Sta in silenzio il lottatore di Rossella Milone. Il suo silenzio affolla questo libro. È un tonfo abissale, asciutto. La cassa di risonanza di un ventre contratto, di un gemito trattenuto. E a questo silenzio segue il respiro placido del lottatore che si è appena alzato da terra, un gusto ferroso in bocca, negli occhi la collera della vita che ha ripreso il suo posto.
Una raccolta di racconti che racchiude le vite di lottatrici, donne dalle diverse età e sparse in epoche differenti. Donne che hanno in comune la stessa luccicanza. Donne imprescindibili dai loro corpi, sfigurate dalle loro battaglie, dalle loro esistenze.
Un libro fatto di negazione, un’ode alla forza, uno specchio che trattiene a indugiare sul nostro riflesso. Sei storie non dette che rimangono sospese e che non hanno bisogno di alcuna soluzione. Sei donne che lottano contro i loro limiti e contro la battaglia più complessa: quella delle relazioni umane. Eroine in guerra, che si difendono, che resistono.
Cos’è quest’assenza?
È la storia di un tempo che corre e che si nasconde nelle stanze della memoria. È un’anziana donna di nome Erminia, accompagnata in un ricovero, senza che possa rendersi conto di dove sia finito quel tempo, senza temerne la paura, perché il suo tempo è esattamente lì, dove nessuno lo può toccare. È il marito Amedeo, incontrato in ogni volto; è il soldato Paul con cui si accalda a ritmo di charleston, sono le sue anche dure in contrasto con la guerra, addolcita da quel corpo. È con Operazione Avalanche che si apre la prima voragine del libro.
Dov’è quest’assenza?
È in un’adolescente, Marianna, che nel pieno della sua bellezza scopre le reti del sesso e vi rimane incagliata, con il corpo. È in tutto Il peso del mondo che la schiaccia, nella fine di un’amicizia lunga una vita intera, nelle tante porte che chiuderà, lasciandosi dietro un letto sfatto, nemmeno un cenno, un saluto, solo un altro uomo a riempire lo spazio di quel corpo capace di avere un senso solo nella solitudine.
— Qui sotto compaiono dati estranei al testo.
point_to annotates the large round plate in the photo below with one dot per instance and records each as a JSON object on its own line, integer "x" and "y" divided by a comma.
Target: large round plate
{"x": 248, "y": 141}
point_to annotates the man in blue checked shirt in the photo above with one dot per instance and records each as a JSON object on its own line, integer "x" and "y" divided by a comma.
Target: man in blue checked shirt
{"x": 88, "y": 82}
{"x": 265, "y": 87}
Di cosa parla quest’assenza?
Sono Le domande di un uomo e quelle mai fatte di una donna in età avanzata, che cerca di riprendersi il suo matrimonio, di riavvicinare due letti separati, due corpi maturi. Parla di una madonnina colma di acqua santa, ferma, immobile, che osserva quei letti tanto distanti.
Parla dell’odore del pesce in un mercato nel centro di Napoli, lo sguardo di un cane che cerca l’assenza maschile che affolla la casa. È la Luccicanza, «quel flusso, quell’ammuina che si ammassa nelle ossa, dentro alla testa, e pure nelle mura e nelle case. Tutta quella roba che non vediamo ma che non ci fa dormire la notte».
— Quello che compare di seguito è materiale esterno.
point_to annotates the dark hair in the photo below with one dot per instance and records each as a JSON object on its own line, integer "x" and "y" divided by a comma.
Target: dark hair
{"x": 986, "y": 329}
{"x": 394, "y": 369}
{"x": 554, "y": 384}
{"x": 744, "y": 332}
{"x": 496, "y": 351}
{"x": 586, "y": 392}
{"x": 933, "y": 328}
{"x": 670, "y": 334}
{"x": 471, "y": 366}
È una madre che dimentica il figlio, che dimentica di sentirsi, che annaspa alla ricerca del suo spazio:
Gli feci un po’ di spazio, rassegnandomi al fatto che ormai il mio, quello soltanto mio, immenso, illimitato, desertico, per quanti materassi potessimo cambiare, non lo avrei mai più riavuto indietro.
È l’assenza di tutte queste donne che hanno perso qualcosa nel loro passaggio e stanno cercando di riprenderselo.
Il linguaggio della Milone scarnifica, non ha unguenti perché è qualcosa che fora la pagina e si attacca agli occhi. I dialoghi, i gesti di ogni personaggio scaturiscono da un’energia conflittuale che porta costantemente ai limiti della tensione. Ci sono le perdite, gli squarci, il silenzio. Ma non si cade mai da quell’effimero equilibrio: tutto è sul punto di sfaldarsi, ma niente si distrugge del tutto.
Al centro dell’opera le relazioni umane, la volubilità che le caratterizza. E i letti. Letti ancora caldi, letti consumati, inamidati, letti su cui si compiono tutte le lotte fisiche di queste relazioni.
È tutto il peso del mondo che grava su queste donne; la responsabilità della carne, l’ardore nelle pupille, la pesantezza di anime che si contraggono al sole.
Rossella Milone le salverà. O, forse, ci salverà.
Te ne vai senza nemmeno salutare, chiudendoti l'ennesima porta alle spalle. In quella stanza rimarrà solo un'ombra di te, solo un bagliore, come nella vita di tutti quelli che ti hanno incontrata.